The structure of the radula of these snails (their "teeth") is unusual. Essentially, haplotrematids have fewer cusps than most snails, but they are considerably elongated, suitable for the predatory life they follow. Members of this family have been given the common name "lancetooth" snails, presumably based on this last anatomical characteristic. Their sole food source consists, as far as is known, of other terrestrial mollusks.
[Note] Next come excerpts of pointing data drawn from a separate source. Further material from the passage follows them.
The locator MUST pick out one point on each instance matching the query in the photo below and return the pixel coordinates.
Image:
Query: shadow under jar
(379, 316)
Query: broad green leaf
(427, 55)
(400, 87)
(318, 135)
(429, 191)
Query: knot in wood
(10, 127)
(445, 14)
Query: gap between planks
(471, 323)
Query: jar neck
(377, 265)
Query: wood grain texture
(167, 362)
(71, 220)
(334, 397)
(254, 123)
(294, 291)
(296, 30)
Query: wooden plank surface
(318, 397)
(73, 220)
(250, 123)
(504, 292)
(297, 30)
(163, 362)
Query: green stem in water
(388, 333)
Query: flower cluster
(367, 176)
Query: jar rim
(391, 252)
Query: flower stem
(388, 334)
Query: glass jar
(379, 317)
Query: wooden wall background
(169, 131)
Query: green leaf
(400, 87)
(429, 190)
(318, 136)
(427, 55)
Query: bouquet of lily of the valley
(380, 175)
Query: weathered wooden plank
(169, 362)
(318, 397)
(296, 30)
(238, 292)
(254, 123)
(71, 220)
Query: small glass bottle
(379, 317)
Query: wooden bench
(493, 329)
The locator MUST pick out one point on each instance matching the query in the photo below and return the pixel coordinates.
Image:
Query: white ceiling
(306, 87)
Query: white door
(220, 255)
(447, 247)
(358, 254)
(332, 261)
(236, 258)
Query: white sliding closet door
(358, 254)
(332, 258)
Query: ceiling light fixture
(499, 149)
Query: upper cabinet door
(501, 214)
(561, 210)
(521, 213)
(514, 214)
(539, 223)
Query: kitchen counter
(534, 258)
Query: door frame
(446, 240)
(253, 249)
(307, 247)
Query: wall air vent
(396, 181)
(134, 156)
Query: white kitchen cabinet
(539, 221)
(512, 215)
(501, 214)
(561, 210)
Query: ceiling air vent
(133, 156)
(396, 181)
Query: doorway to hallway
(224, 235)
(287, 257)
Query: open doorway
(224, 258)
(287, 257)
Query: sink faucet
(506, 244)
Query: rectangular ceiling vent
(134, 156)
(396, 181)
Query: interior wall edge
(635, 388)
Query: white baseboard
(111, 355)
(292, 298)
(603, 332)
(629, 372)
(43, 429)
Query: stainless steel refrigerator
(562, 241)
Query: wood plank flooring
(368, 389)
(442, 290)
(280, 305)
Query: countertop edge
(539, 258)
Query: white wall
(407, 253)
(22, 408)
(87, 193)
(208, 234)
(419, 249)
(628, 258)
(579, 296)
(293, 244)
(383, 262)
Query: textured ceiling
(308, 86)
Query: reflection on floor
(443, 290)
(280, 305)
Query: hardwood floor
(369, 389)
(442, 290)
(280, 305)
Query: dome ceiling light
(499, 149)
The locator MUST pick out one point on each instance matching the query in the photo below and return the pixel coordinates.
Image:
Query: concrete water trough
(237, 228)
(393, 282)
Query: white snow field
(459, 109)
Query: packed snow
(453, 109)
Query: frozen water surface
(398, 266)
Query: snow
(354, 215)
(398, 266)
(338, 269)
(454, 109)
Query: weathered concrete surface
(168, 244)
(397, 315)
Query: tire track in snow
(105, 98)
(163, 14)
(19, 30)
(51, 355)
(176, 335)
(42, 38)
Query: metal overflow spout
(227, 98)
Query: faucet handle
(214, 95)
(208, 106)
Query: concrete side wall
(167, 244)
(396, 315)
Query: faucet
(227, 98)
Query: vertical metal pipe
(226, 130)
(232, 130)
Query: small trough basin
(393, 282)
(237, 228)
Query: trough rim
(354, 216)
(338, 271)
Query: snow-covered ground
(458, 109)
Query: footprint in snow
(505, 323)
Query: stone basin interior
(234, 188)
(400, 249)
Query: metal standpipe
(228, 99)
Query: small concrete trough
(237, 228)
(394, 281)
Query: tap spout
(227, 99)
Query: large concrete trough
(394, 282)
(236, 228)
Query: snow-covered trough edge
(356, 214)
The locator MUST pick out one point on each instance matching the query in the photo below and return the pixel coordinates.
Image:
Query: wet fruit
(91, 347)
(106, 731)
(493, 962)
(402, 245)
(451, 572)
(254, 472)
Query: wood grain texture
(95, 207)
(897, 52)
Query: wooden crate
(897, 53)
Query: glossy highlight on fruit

In this family, the number of haploid chromosomes lies between 26 and 30 (according to the values in this table).

==Genera==
Genera within the family Haplotrematidae include:
- Subfamily Austroselenitinae H. B. Baker, 1941
- Austroselenites Kobelt, 1905
- Zophos Gude, 1911
- Subfamily Haplotrematinae H. B. Baker, 1925
- Ancomena H. B. Baker, 1931
- Ancotrema H. B. Baker, 1931
- Greggiella H. B. Baker, 1941
- Haplotrema Ancey, 1881
- Synonyms
- Moerchia E. von Martens, 1860: synonym of Zophos Gude, 1911 (invalid: junior homonym of Moerchia A. Adams, 1860 [published earlier])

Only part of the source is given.